Languages of the Upper Xingú
Upper Xingú
We gather here three DoBeS projects working on three genetically unrelated languages, belonging to the cultural system of the Upper Xingú area: Kuikuru (Carib), Trumai (isolate), and Aweti (Tupi). The aims of the co-operation among these DoBeS Projects are the organization of comparable corpora (lexical domains and texts) in order to elucidate the integration process of the Xingúan people into the Upper Xingú intertribal society.
Languages of the Upper Xingú area
The Upper Xingú Carib Language (LKAX) is classified as belonging to the Carib family. The Upper Xingú Carib language has two main dialects: the one spoken by the Kuikúro and Uagihütü (old Matipú) people, and that spoken by the Kalapálo, Nahukwá and Matipú.
Awetí is the mother tongue of about 140 speakers living in two villages in the Xingú Indigenous Park, Mato Grosso, Brazil.
Trumai is an isolate language. Possibly the other languages that were related to Trumai already disappeared without any kind of documentation or record, which then would make Trumai the only existent representative of an entire linguistic family.
Research team
The Kuikúro language, culture and oral traditions have been documented since 1976 by Bruna Franchetto, researcher and teacher of the Department of Anthropology and the Graduate Programs in Social Anthropology of the National Museum and in Linguistics, both of the Federal University of Rio de Janeiro. She is also researcher of the CNPq (Brazilian Scientific National Counsel).

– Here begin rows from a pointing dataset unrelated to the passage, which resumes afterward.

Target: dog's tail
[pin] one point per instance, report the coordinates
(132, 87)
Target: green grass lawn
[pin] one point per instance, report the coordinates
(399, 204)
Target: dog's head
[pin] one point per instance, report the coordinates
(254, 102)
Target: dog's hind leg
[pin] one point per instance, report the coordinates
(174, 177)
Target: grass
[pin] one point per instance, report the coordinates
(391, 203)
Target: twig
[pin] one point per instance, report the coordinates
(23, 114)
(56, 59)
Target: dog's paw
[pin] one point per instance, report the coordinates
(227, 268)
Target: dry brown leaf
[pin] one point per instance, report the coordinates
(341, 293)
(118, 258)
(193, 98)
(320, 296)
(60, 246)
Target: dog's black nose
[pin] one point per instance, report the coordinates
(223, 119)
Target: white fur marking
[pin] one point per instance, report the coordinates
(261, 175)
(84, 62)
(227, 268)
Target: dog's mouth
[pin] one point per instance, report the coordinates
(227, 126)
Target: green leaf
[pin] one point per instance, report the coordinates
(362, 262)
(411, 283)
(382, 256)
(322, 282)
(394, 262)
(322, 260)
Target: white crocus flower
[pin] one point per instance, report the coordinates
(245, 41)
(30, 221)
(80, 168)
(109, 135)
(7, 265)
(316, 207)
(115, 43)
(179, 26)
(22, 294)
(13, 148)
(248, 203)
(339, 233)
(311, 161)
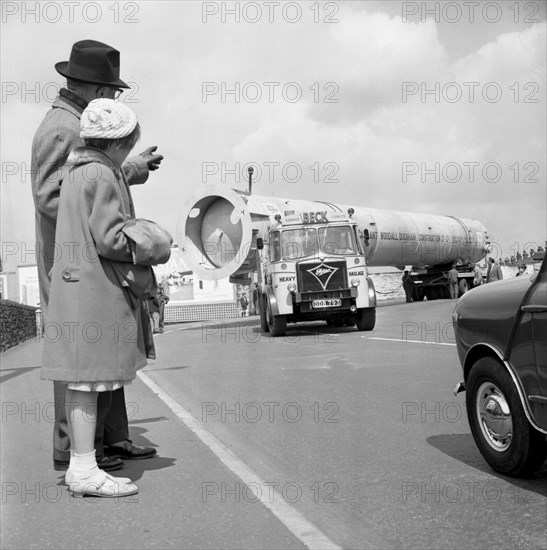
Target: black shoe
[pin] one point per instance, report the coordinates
(128, 451)
(106, 463)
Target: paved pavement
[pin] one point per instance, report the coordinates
(319, 439)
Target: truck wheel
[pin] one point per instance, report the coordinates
(366, 318)
(263, 319)
(277, 324)
(498, 423)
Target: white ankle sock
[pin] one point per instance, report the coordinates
(84, 467)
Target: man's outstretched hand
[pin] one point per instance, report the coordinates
(152, 158)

Trumai project: Stephen Levinson (Max Planck Institute for Psycholinguistics (Netherlands) – Coordinator); Dr. Raquel Guirardello-Damian (Max Planck Institute for Psycholinguistics & Museu Paraense Emílio Goeldi – Responsible for the linguistic aspects of the project); Aurore Monod Becquelin (CNRS – Responsible for the historical and anthropological aspects of the project).
Aweiti project: Hans-Heinrich Lieb (Freie Universität Berlin – coordinator); Sebastian Drude Freie Universität Berlin – main researcher).